Back in his studio, he can channel this experiential chaos. He critically reflects on the view, interpretation and memory of the landscape he has so closely observed. He strips away specific details and begins to develop a more universal synthesis. In this synthesis he incorporates not only his view on the perceived image, but also a very conscious reflection on the act of painting itself. How and where can paint be added or scraped away? Can a new layer of paint cover another one, or should it be kept transparent to preserve the organic flow of colours and shapes underneath? Is another layer even necessary? The act of painting leaves traces. The skin of paint slowly acquires its definitive relief. With intuitive gestures and careful precision he makes small adjustments to the process of distilling and crystallising that which is important. He patiently traces the boundary between the barely recognisable reality of a forest and the abstract chiaroscuro of four black and pale green triangles. A black line on a bare white canvas could be a geometric abstract work, but acquires concrete meaning as a horizon within the context of his oeuvre. The height of a horizon is shifted from high to low and back. The artist keeps pondering until he finds the balance between reality and pictoriality. The image he creates should allow the viewer to feel, to approach the way he himself has experienced the original landscape.

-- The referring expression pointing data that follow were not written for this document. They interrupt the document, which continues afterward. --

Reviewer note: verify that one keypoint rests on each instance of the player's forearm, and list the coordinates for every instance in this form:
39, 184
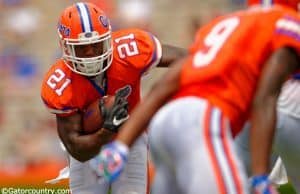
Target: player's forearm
170, 54
85, 147
261, 134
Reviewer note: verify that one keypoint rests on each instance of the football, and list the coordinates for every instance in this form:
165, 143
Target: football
92, 118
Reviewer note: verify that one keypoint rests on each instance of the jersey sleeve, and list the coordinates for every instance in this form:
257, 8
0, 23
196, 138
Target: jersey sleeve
139, 48
287, 32
55, 93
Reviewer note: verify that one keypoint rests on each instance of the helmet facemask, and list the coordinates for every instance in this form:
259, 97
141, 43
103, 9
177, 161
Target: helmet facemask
89, 65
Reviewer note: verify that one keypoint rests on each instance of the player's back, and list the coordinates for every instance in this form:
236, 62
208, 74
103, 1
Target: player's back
229, 54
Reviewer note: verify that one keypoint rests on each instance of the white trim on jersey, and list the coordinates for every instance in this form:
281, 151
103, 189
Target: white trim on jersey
289, 99
158, 55
56, 111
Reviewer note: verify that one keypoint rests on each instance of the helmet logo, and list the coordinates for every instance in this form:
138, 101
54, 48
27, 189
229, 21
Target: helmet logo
104, 20
88, 34
65, 31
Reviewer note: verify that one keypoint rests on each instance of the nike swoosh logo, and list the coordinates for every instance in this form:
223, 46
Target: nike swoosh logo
118, 122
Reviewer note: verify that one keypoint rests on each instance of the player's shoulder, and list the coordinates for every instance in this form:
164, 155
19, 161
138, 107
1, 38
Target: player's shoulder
138, 33
136, 47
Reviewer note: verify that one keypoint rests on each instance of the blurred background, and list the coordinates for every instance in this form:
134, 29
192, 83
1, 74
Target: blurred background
30, 152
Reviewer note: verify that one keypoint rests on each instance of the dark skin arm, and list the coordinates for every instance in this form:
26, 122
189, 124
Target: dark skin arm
171, 54
81, 146
157, 97
280, 65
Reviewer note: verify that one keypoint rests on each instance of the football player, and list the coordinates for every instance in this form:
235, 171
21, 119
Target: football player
97, 62
234, 73
286, 138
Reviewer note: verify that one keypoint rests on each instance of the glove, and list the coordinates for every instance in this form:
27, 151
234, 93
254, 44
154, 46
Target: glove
111, 160
262, 185
115, 116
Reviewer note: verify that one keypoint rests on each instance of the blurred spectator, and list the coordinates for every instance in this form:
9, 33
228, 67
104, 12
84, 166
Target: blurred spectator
135, 13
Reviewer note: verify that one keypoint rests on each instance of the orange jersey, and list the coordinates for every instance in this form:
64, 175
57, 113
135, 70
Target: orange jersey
228, 56
135, 51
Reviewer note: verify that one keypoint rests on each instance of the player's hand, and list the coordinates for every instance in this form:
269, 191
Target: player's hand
262, 185
111, 160
115, 116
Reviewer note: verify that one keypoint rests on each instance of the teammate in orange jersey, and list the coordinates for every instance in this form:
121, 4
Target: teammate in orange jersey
98, 62
235, 69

As Beaumont’s work evolves, we can see the internal connections surfacing. His alternation between wide panoramas that show the landscape in its infinite vastness and close-ups that focus mainly on the structure of details in the landscape suggests an eclectic approach to the overall theme, but out of these micro-views and macro-perspectives emerge images with a strong formal relationship. A group of tree trunks in a dense forest could be the mirror image of reeds in close-up. The capricious structure of olive branches generates a visual echo of the waterfall we saw in his earlier work. Subjects, views and ideas are reused. Picture elements are adjusted. The morphological language dances back and forth on the thin rope between figuration and abstraction. Paint becomes a new skin, with different imperfections and emphases. We see variations on a theme appearing. The timelessness of the landscape, that dual spirit of awe and admiration, of both being a tiny part of a totality and seeing the whole, the identity of the artist who takes a firm grip on the subject matter and a straight course along artistic choices, make the multiplicity of Beaumont’s work consistently fascinating.